The ruling (should it come into law) would instantly make abortion illegal in at least 13 states, with legal access to abortion varying widely across the country.

Subsequently, a large number of protesters gathered outside the Supreme Court to demonstrate against the expected ruling.

"Roe now, gay rights next, the evangelical led right-wing will not stop. The USA is going to be the Christian version of Iran," Schaeffer tweeted.

Speaking to Newsweek, Schaeffer warned of further developments that could occur if Roe v. Wade is struck down. "What will happen next is that the agenda will just continue to broaden," he said.

"One looks at, for instance, the right to gay marriage and or contraceptive coverage by insurance companies, and then contraceptives itself.

"Out of the five or six methods of contraception available to women, several, such as the morning after pill, IUDs (intrauterine device) and a number of other methods, have already been declared abortifacients [a substance that induces abortion] by the pro-life lobby."

Schaeffer also reiterated this claim in a tweet on Wednesday.

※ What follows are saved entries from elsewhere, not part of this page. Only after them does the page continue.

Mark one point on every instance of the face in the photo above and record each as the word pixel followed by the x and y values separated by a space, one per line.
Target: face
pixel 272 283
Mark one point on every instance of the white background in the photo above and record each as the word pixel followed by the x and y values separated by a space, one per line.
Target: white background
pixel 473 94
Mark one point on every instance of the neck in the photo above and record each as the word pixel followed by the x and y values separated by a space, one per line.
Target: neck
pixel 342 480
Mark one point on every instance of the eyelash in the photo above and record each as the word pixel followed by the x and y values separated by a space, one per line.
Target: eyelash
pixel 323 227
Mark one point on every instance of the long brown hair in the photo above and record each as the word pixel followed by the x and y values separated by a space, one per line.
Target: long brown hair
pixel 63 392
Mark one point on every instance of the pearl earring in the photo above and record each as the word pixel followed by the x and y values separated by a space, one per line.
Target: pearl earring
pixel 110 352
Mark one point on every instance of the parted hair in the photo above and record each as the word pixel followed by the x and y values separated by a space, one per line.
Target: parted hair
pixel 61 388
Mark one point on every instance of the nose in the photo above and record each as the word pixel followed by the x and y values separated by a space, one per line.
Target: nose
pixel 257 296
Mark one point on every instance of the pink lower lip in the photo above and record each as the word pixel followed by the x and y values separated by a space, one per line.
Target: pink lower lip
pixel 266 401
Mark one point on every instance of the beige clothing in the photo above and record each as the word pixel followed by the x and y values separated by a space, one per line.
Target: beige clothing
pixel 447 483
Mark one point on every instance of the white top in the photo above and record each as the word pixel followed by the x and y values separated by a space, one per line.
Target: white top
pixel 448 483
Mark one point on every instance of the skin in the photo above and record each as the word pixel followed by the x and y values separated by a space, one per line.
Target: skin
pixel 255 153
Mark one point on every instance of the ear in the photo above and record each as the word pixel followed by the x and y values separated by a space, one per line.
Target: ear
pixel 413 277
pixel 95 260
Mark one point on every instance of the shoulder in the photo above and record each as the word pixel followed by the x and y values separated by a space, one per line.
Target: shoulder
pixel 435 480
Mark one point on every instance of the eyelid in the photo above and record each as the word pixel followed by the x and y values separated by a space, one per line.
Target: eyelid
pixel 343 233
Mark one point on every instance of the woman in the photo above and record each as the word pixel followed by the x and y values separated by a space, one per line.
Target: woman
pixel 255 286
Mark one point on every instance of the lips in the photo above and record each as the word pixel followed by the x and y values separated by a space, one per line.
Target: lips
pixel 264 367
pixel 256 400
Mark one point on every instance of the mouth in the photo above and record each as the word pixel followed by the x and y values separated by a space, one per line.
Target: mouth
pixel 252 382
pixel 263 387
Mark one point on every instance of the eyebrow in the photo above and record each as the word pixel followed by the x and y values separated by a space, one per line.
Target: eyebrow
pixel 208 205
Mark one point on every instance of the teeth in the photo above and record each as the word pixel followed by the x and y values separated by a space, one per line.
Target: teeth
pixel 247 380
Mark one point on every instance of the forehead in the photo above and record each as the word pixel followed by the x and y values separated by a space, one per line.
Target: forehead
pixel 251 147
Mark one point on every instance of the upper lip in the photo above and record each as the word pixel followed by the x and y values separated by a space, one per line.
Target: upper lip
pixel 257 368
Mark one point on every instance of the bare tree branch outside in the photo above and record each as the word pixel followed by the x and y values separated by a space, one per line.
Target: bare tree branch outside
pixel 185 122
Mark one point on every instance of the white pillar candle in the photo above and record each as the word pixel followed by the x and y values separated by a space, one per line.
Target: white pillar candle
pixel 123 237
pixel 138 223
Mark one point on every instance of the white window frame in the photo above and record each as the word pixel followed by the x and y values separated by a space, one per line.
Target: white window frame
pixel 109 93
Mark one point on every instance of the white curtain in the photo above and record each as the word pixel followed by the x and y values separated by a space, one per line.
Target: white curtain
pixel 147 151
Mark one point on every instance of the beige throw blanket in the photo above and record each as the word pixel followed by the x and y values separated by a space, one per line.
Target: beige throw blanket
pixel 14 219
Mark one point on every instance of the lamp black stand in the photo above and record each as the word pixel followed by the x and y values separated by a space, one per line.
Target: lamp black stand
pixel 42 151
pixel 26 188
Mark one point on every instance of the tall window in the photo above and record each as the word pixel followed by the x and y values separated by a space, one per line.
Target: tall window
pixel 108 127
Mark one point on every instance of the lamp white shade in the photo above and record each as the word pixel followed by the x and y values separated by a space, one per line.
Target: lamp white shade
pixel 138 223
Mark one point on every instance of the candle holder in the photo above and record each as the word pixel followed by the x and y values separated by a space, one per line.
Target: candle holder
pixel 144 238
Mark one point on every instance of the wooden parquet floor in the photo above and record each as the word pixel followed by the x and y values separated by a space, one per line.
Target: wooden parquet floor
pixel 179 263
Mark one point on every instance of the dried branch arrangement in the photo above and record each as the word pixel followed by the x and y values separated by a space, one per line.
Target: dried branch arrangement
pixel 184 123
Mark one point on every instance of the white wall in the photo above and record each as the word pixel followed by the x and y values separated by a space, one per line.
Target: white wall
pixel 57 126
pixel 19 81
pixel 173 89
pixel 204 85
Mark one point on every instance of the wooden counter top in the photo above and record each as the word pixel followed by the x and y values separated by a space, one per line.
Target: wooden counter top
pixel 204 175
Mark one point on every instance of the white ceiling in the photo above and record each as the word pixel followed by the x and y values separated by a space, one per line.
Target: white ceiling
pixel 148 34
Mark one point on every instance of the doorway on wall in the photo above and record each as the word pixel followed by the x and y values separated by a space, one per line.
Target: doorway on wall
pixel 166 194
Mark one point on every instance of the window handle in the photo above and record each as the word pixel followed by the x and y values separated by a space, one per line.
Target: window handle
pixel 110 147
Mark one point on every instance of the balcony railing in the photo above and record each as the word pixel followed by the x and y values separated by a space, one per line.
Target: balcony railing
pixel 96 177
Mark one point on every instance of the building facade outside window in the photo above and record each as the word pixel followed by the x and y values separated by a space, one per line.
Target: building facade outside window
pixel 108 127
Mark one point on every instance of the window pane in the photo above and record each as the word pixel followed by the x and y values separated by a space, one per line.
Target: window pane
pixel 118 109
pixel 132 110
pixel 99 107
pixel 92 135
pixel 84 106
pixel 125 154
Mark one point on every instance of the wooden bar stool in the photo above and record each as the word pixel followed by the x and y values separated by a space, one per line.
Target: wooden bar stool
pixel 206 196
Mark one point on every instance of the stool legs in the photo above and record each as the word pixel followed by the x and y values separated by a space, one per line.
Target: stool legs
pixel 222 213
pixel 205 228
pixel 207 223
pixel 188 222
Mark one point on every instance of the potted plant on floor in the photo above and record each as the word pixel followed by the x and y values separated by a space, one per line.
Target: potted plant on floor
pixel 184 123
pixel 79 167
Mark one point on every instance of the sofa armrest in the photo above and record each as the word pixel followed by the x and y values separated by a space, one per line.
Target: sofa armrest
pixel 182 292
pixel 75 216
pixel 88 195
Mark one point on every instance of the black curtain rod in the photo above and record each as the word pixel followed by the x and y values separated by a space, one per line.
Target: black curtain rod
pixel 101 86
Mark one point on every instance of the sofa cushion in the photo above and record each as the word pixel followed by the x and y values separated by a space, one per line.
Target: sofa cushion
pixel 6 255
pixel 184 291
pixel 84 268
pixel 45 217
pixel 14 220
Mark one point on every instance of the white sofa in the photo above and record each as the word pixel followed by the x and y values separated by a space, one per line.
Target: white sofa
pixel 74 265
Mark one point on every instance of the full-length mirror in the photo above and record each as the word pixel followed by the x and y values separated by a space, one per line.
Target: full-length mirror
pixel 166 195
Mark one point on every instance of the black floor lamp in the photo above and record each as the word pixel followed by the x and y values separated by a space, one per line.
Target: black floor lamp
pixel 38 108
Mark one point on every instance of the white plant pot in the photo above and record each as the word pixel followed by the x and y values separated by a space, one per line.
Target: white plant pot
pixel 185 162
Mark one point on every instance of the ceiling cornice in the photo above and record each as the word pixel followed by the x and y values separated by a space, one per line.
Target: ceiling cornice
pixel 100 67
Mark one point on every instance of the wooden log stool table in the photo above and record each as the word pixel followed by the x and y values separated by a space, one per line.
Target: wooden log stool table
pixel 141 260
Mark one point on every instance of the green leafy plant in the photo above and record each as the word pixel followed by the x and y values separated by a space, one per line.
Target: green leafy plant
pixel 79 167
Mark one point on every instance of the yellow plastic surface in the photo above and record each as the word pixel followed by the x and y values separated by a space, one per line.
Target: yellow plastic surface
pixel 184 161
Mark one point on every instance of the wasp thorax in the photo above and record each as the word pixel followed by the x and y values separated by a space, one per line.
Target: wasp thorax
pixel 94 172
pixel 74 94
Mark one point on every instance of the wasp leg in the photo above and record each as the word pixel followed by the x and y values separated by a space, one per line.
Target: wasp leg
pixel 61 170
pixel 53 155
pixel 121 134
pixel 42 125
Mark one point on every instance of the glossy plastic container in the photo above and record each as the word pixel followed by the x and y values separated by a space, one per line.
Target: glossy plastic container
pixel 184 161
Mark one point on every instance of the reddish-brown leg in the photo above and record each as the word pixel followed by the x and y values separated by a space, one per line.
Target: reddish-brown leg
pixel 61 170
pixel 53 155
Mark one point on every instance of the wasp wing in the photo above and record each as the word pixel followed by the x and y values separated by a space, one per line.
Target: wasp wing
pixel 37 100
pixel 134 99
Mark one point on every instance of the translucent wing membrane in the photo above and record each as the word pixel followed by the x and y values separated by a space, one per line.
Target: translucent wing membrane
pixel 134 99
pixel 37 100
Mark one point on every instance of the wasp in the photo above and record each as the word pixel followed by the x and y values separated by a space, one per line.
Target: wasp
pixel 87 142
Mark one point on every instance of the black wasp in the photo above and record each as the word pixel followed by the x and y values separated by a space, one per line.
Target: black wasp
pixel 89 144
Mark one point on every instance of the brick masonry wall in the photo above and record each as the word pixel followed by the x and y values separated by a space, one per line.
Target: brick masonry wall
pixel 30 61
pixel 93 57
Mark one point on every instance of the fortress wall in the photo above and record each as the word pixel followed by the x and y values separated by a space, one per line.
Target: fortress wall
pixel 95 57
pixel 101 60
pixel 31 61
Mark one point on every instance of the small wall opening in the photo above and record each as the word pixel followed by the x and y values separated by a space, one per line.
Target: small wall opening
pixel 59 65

"Anti-abortion evangelicals and Catholics say many birth control methods, such as Plan B and certain intrauterine devices (IUDS), work as abortifacients because they may prevent the implantation of fertilized eggs. Women will be denied contraception. Far fetched? Just wait."

Schaeffer did admit that the topic of abortion may be a difficult and morally ambivalent issue but said it initially came down to who is trusted.

"In my mind, it is very clear, it is an issue of trust, who are you going to trust?" he told Newsweek.

"In my view, the only person to trust with this decision is a woman. Having said that, are all women going to make the best decision for themselves? I don't know.

"Do you have a better alternative than trusting women? I have never heard one."

He added: "You have to trust someone, do we trust judges? Do we trust gynecologists? Do we trust the American Medical Association? Do we trust priests? Do we trust bishops? Do we trust religion? Do we trust Churches?

"One can argue all of that, there is only one position that to me makes any sense, whether it is morally, politically or practically and that is you have to trust women."